Timothy Oaks, LCSW
Psychotherapist
Insurance plans accepted:
BlueCross and BlueShield
Medicare
Optum: Allways, VACCN, UnitedHealthcare, Health Plans Inc, Oxford, UMR, Mass General Brigham
Point32: Tufts Public, Tufts Health Plans, Harvard Pilgrim
Tufts Commercial
Tufts Public
Out-of-Pocket/Self-Paid
Location: Hadley, Hybrid
Tim Oaks (they/he/she) has been helping people recover and grow from trauma for over 20 years. Tim started in massage therapy, movement and awareness education, then after an MSW at Smith College trained and practiced intensive trauma therapy at Northampton’s Trauma Institute before joining Advance Psychotherapy in 2025.
Tim has worked with a broad range of clients to help them process experiences including child abuse and neglect, domestic and sexual violence, medical trauma, discrimination across many identities, military and humanitarian service, poverty, substance abuse, etc. Tim uses memory treatment techniques including EMDR, Flash, and Progressive Counting, and offers intensive treatment (2-6 hours per day) to suitable clients to increase efficiency and shorten the treatment trajectory.
Tim follows a structured, stepwise therapy which is collaboratively adapted to each client: first building a common understanding of goals, strengths, symptoms and challenges; second, supporting nervous system capacity with increased well-being, awareness, and useful concepts; third, identifying key past experiences and digesting them in small chunks at the client’s pace, and fourth, integration – supporting the client as they explore life from this new experience.

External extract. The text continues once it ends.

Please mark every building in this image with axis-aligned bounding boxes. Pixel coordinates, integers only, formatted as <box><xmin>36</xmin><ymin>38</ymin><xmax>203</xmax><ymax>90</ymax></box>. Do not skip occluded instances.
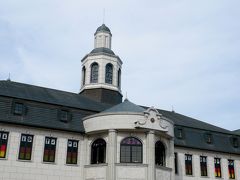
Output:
<box><xmin>0</xmin><ymin>24</ymin><xmax>240</xmax><ymax>180</ymax></box>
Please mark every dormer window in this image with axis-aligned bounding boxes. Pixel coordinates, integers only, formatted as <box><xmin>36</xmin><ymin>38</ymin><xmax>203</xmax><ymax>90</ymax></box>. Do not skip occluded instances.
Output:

A brief understanding of trauma: When the intensity of life matches a person’s capacity to feel and make sense of it, each experience is processed: “digested” and filed in memory as a completed experience with life lessons and helpful information noted for future use. Trauma can be thought of as unprocessed, undigested memories and memory fragments which get replayed on top of whatever’s going on now. They can be entire memories flashing back at once or fragmented, uncomfortable sensations that come, linger, or go without apparent cause. At best, these re-lived memories pull energy and attention away from the present. At worst, they turn up the intensity of life so much that they cause outsized or unhelpful reactions like anxiety, anger, hopelessness, spacing out, shutting down and dissociation.